Alexi Saenz pleaded guilty last year for his role in ordering and approving the killings as well as other crimes during a rash of bloody violence that prompted President Donald Trump to make several visits to Long Island and call for the death penalty for Saenz and other gang members during his first term in the White House.
Saenz’s lawyers are seeking a sentence of 45 years behind bars, but prosecutors want the judge to impose the maximum sentence of 70 years.
Prosecutors, who previously withdrew their intent to seek the death penalty, say Saenz deserves to live out his days in prison for his “senseless” and “sadistic” crimes.
“The eight victims who lost their lives did nothing to deserve what the MS-13 did to them,” they wrote in legal filings ahead of Wednesday’s hearing. “The defendant and the others killed them in service of the gang without remorse or any regard for them as human beings.”
But Saenz's lawyers have argued for leniency, saying in their own legal filings that the now-30-year-old is remorseful and “on a journey of redemption” while incarcerated.
Prosecutors, however, counter that Saenz has remained “firmly entrenched” in MS-13 while in a federal lockup in Brooklyn for the past eight years.
They cited photos of him posing with other gang members behind bars and displaying gang signs and gang paraphernalia.
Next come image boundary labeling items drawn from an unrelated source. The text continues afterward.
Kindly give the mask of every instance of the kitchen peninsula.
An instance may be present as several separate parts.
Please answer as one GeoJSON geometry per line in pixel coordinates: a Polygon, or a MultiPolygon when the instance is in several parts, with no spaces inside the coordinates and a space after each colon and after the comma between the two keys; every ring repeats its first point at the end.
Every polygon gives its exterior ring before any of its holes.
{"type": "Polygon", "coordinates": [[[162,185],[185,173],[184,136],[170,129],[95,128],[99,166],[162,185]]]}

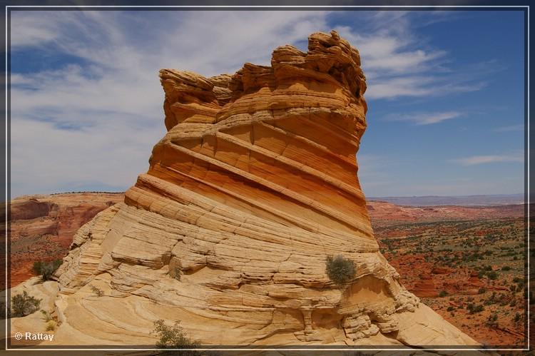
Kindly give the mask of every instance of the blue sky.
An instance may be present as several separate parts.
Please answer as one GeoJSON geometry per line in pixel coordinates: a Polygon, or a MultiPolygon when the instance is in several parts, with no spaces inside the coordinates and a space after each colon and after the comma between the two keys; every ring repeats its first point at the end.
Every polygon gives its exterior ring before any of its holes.
{"type": "Polygon", "coordinates": [[[360,51],[368,196],[524,190],[521,11],[11,12],[11,197],[124,190],[165,134],[161,68],[210,76],[335,29],[360,51]]]}

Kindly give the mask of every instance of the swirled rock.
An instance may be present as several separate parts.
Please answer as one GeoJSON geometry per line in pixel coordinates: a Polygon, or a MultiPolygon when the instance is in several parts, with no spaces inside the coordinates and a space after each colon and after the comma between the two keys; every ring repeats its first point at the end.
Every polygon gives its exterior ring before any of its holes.
{"type": "Polygon", "coordinates": [[[210,345],[476,344],[380,253],[356,174],[359,52],[335,31],[308,40],[233,76],[160,71],[168,132],[76,235],[57,342],[153,344],[164,319],[210,345]],[[343,288],[325,270],[338,255],[356,266],[343,288]]]}

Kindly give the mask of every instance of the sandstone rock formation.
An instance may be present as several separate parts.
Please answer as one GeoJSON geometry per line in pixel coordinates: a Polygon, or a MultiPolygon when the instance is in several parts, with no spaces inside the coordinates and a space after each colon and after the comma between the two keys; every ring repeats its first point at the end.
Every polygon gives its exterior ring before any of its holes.
{"type": "Polygon", "coordinates": [[[476,344],[379,250],[356,175],[366,82],[347,41],[316,33],[271,66],[160,75],[168,133],[124,202],[75,235],[54,342],[153,345],[165,319],[210,345],[476,344]],[[337,255],[357,267],[345,288],[325,273],[337,255]]]}
{"type": "MultiPolygon", "coordinates": [[[[34,262],[65,257],[78,229],[123,198],[122,193],[88,192],[26,195],[11,200],[9,225],[11,286],[33,275],[34,262]]],[[[1,214],[5,221],[3,209],[1,214]]],[[[4,285],[1,287],[5,289],[4,285]]]]}

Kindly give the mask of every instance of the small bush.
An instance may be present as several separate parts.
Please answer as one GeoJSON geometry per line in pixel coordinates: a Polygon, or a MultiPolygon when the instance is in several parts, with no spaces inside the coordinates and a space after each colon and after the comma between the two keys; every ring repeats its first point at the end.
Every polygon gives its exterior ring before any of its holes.
{"type": "Polygon", "coordinates": [[[41,299],[30,297],[24,290],[11,297],[11,317],[20,317],[29,315],[39,309],[41,299]]]}
{"type": "Polygon", "coordinates": [[[103,292],[101,289],[97,288],[94,285],[90,285],[89,288],[91,288],[91,292],[95,293],[97,297],[102,297],[104,295],[104,292],[103,292]]]}
{"type": "Polygon", "coordinates": [[[329,279],[339,286],[353,279],[357,274],[355,263],[342,255],[334,258],[332,256],[327,256],[325,271],[329,279]]]}
{"type": "Polygon", "coordinates": [[[34,262],[31,270],[36,275],[40,275],[43,280],[50,280],[52,279],[54,273],[61,265],[63,262],[63,260],[60,259],[50,262],[34,262]]]}
{"type": "Polygon", "coordinates": [[[497,280],[498,279],[498,273],[496,273],[496,271],[491,271],[486,274],[486,276],[489,278],[489,280],[497,280]]]}
{"type": "Polygon", "coordinates": [[[46,323],[46,331],[54,331],[56,330],[56,322],[50,320],[46,323]]]}
{"type": "Polygon", "coordinates": [[[491,314],[489,315],[489,317],[486,319],[486,325],[490,327],[498,327],[498,315],[496,313],[491,314]]]}
{"type": "Polygon", "coordinates": [[[46,310],[43,310],[41,309],[41,313],[43,314],[43,320],[45,321],[45,322],[49,322],[50,320],[54,320],[50,312],[47,312],[46,310]]]}
{"type": "Polygon", "coordinates": [[[468,309],[469,312],[470,314],[476,314],[477,312],[482,312],[484,310],[484,307],[483,307],[483,305],[482,305],[482,304],[476,305],[474,303],[470,303],[467,307],[467,309],[468,309]]]}
{"type": "Polygon", "coordinates": [[[520,320],[521,319],[521,316],[518,312],[514,315],[514,317],[513,318],[513,321],[515,324],[519,324],[520,322],[520,320]]]}
{"type": "MultiPolygon", "coordinates": [[[[156,347],[160,348],[193,348],[199,345],[198,341],[192,340],[188,337],[178,320],[175,322],[173,326],[166,325],[162,319],[156,320],[151,333],[159,337],[156,347]]],[[[196,353],[193,352],[190,355],[196,353]]]]}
They also say Saenz has been disciplined for assaulting other inmates, refusing staff orders and possessing sharpened metal shanks, cellphones and other contraband.
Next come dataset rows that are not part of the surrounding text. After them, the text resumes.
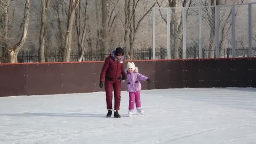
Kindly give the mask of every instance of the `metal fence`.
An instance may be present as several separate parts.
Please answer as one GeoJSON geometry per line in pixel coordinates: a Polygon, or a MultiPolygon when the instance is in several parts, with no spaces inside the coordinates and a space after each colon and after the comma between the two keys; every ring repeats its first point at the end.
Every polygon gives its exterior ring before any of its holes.
{"type": "Polygon", "coordinates": [[[163,47],[168,59],[256,57],[256,3],[154,8],[153,59],[163,47]]]}
{"type": "MultiPolygon", "coordinates": [[[[158,59],[164,59],[167,58],[167,49],[166,48],[160,48],[156,50],[156,58],[158,59]]],[[[110,53],[110,51],[109,51],[110,53]]],[[[70,61],[77,61],[79,55],[74,53],[70,55],[70,61]]],[[[45,59],[46,62],[60,62],[62,61],[62,55],[59,52],[50,51],[45,53],[45,59]]],[[[109,54],[104,54],[105,58],[109,56],[109,54]]],[[[134,60],[152,59],[153,51],[152,48],[136,48],[133,51],[134,60]]],[[[86,51],[83,57],[82,61],[99,61],[101,59],[102,55],[100,51],[93,52],[86,51]]],[[[18,55],[18,62],[19,63],[29,63],[38,62],[39,56],[37,52],[33,51],[21,51],[18,55]]]]}

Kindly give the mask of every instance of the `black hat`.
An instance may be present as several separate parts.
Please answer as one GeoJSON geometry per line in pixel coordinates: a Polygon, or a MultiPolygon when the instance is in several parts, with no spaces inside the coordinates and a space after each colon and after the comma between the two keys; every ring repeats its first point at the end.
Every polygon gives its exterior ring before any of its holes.
{"type": "Polygon", "coordinates": [[[118,47],[115,49],[115,54],[117,56],[122,56],[124,55],[124,51],[123,49],[122,48],[118,47]]]}

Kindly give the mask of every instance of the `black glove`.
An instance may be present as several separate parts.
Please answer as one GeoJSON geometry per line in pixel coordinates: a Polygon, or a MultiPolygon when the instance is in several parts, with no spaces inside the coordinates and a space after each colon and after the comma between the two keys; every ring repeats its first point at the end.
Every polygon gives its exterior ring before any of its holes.
{"type": "Polygon", "coordinates": [[[122,77],[122,80],[126,80],[127,79],[127,76],[125,76],[124,77],[122,77]]]}
{"type": "Polygon", "coordinates": [[[151,83],[151,80],[150,80],[148,78],[146,80],[149,83],[151,83]]]}
{"type": "Polygon", "coordinates": [[[99,82],[99,87],[101,88],[103,88],[103,87],[104,87],[104,82],[101,81],[99,82]]]}

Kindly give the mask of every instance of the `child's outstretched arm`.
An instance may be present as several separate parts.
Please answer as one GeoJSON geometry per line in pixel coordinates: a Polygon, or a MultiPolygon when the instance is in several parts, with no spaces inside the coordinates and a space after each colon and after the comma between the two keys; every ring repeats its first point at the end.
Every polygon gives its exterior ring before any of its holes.
{"type": "Polygon", "coordinates": [[[127,79],[127,76],[126,75],[126,73],[125,72],[125,70],[123,69],[123,64],[122,64],[122,66],[121,67],[121,70],[122,70],[122,80],[126,80],[127,79]]]}
{"type": "Polygon", "coordinates": [[[139,73],[138,73],[138,75],[137,75],[137,78],[139,79],[139,80],[142,80],[142,81],[147,81],[147,80],[148,79],[148,77],[147,76],[141,74],[139,73]]]}

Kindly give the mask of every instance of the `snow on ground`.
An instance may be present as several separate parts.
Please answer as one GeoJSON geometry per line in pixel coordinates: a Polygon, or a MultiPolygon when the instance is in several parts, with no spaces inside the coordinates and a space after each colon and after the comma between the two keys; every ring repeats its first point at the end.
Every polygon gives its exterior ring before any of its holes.
{"type": "Polygon", "coordinates": [[[0,98],[0,144],[256,144],[256,88],[142,91],[107,118],[104,92],[0,98]],[[112,116],[113,115],[112,115],[112,116]]]}

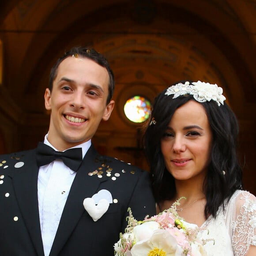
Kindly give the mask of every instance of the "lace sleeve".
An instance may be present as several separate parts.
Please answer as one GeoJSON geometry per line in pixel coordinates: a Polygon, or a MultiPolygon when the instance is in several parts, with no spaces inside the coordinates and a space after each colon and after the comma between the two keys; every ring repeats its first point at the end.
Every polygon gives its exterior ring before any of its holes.
{"type": "Polygon", "coordinates": [[[256,246],[256,197],[242,191],[234,200],[235,214],[231,223],[232,246],[234,255],[242,256],[251,245],[256,246]]]}

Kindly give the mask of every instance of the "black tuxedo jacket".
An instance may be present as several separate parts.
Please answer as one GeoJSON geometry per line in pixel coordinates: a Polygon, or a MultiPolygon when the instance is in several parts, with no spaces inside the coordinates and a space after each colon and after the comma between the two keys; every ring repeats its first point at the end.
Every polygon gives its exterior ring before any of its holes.
{"type": "MultiPolygon", "coordinates": [[[[44,256],[35,159],[35,150],[0,155],[1,256],[44,256]]],[[[138,220],[155,214],[148,173],[99,155],[92,145],[71,187],[50,256],[114,255],[113,246],[127,225],[128,207],[138,220]],[[89,175],[95,170],[103,172],[102,178],[89,175]],[[110,177],[107,170],[111,170],[110,177]],[[120,176],[113,180],[116,173],[120,176]],[[109,191],[117,203],[110,204],[94,222],[83,203],[102,189],[109,191]]]]}

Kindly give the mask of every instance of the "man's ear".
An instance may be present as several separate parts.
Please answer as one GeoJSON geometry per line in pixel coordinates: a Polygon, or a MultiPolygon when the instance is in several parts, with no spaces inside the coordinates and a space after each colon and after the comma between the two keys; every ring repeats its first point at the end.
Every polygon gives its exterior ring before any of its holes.
{"type": "Polygon", "coordinates": [[[107,121],[109,120],[115,102],[113,100],[110,101],[110,102],[106,106],[104,113],[102,117],[102,120],[107,121]]]}
{"type": "Polygon", "coordinates": [[[50,110],[52,109],[51,98],[51,91],[49,88],[47,88],[45,93],[45,105],[47,110],[50,110]]]}

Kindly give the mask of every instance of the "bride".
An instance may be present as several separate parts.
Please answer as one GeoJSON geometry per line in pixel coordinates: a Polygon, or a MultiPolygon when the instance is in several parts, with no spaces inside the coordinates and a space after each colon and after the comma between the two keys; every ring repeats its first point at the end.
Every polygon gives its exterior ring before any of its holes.
{"type": "Polygon", "coordinates": [[[256,198],[242,187],[238,126],[217,85],[181,82],[156,98],[144,138],[158,212],[204,228],[208,255],[256,255],[256,198]]]}

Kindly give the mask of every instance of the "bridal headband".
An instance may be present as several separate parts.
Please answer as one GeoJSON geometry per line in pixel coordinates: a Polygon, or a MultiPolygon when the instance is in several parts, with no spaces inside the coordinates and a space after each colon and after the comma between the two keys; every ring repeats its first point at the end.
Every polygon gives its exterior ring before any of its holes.
{"type": "Polygon", "coordinates": [[[204,83],[198,81],[193,82],[189,84],[189,82],[185,83],[179,83],[168,88],[165,95],[174,94],[173,99],[181,95],[187,94],[192,95],[194,98],[199,102],[213,100],[215,101],[218,106],[221,103],[223,105],[226,98],[222,95],[223,90],[221,87],[218,87],[217,84],[211,84],[209,83],[204,83]]]}
{"type": "MultiPolygon", "coordinates": [[[[185,83],[179,83],[172,85],[167,89],[165,95],[174,94],[173,98],[174,99],[181,95],[191,94],[199,102],[213,100],[216,102],[219,106],[221,103],[224,105],[226,98],[222,94],[223,90],[221,87],[218,87],[216,84],[211,84],[200,81],[193,82],[192,83],[190,84],[189,82],[187,81],[185,83]]],[[[153,117],[149,125],[155,124],[156,123],[156,121],[153,117]]]]}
Among the killings Saenz oversaw were the deaths of Kayla Cuevas, 16, and Nisa Mickens, 15, lifelong friends and classmates at Brentwood High School who were slain with a machete and a baseball bat.
Other victims included Javier Castillo, 15, of Central Islip, who was befriended by gang members only to be cut down with a machete in an isolated marsh.
Another victim, Oscar Acosta, 19, was found dead in a wooded area near railroad tracks nearly five months after he left his Brentwood home to play soccer.